So I noticed that there's an occasion when integration by substitution is "simpler" than integration by substitution.
The integral I'm having is
$$\int_{x_0}^x (t-x_0)^n dt, \space t, x_0, x \in \mathbb{R}, n \in \mathbb{N}$$
Now to use integration by substitution on this one defines $f(t)=t^n$ and $g(t)=t-x_0$ and writes
$$=\int_{x_0}^x (t-x_0)^n \cdot 1\space dt$$
$$= \int_{x_0}^{x} f(g(t))g'(t)dt$$
And by integration by substitution formula
$$=\int_{g(x_0)}^{g(x)} f(u) du$$
$$=\int_{0}^{x-x_0} f(u) du$$
$$=\int_{0}^{x-x_0} u^n du$$
And it turns out that in this case one can use the power formula
$$\int u^n = \frac{u^{n+1}}{n+1} + C_1, \space u\in \mathbb{R}, n \in \mathbb{N}$$
Now the question is, is this some general property of certain kinds of integral of powers?
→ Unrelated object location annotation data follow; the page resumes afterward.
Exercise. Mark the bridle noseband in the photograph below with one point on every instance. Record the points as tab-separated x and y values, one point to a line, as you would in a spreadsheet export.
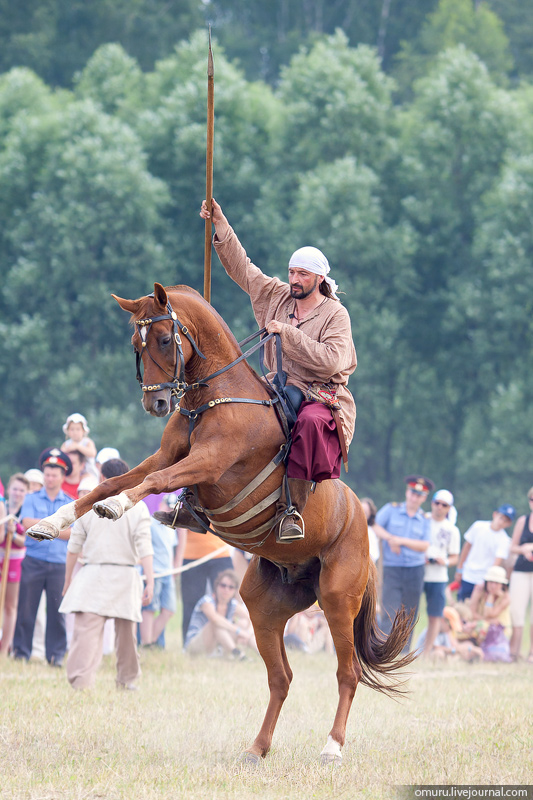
177	385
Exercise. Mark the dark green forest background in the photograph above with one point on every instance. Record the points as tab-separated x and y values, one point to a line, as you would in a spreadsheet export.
395	135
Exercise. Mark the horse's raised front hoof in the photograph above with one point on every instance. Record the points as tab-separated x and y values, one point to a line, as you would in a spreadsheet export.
109	509
329	758
43	531
250	759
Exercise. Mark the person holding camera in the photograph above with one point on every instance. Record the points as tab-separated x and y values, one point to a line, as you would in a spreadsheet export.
443	552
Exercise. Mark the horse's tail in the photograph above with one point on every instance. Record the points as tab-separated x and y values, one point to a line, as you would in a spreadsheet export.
378	654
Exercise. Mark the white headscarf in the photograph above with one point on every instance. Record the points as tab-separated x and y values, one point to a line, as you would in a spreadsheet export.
313	260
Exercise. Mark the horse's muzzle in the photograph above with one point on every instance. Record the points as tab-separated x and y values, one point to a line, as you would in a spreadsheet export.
157	403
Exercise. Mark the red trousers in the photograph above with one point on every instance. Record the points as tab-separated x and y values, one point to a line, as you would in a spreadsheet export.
316	451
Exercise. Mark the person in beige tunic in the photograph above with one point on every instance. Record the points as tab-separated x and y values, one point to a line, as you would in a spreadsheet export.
108	586
317	346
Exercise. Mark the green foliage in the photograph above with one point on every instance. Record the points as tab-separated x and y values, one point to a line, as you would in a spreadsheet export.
423	210
456	22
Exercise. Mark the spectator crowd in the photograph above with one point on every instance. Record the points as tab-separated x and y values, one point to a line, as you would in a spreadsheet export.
105	585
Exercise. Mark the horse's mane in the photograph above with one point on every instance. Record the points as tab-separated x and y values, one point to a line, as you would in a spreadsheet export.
146	300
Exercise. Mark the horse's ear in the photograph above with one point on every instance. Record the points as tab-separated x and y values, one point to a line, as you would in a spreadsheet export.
160	295
127	305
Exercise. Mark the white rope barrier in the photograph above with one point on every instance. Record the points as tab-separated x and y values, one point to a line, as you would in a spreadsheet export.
167	572
192	564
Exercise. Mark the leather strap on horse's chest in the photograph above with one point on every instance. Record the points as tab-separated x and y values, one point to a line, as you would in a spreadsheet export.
233	538
196	412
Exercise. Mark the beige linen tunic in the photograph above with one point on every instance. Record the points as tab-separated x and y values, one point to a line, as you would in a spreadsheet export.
321	348
109	584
That one can directly use the power rule interpreted like
$$\int f(x)^n dx = \frac{f(x)^{n+1}}{n+1} + C_2$$
or
$$\int x^n dx = \frac{x^{n+1}}{n+1} + C_3, \space x \in \mathbb{R}$$
rather than use integration by substitution?
Or does the inner function have to be of first order (with or without added constants and without a multiplicative constant acting on the variable) so that one gets the inner function derivative $g'(x)=1$?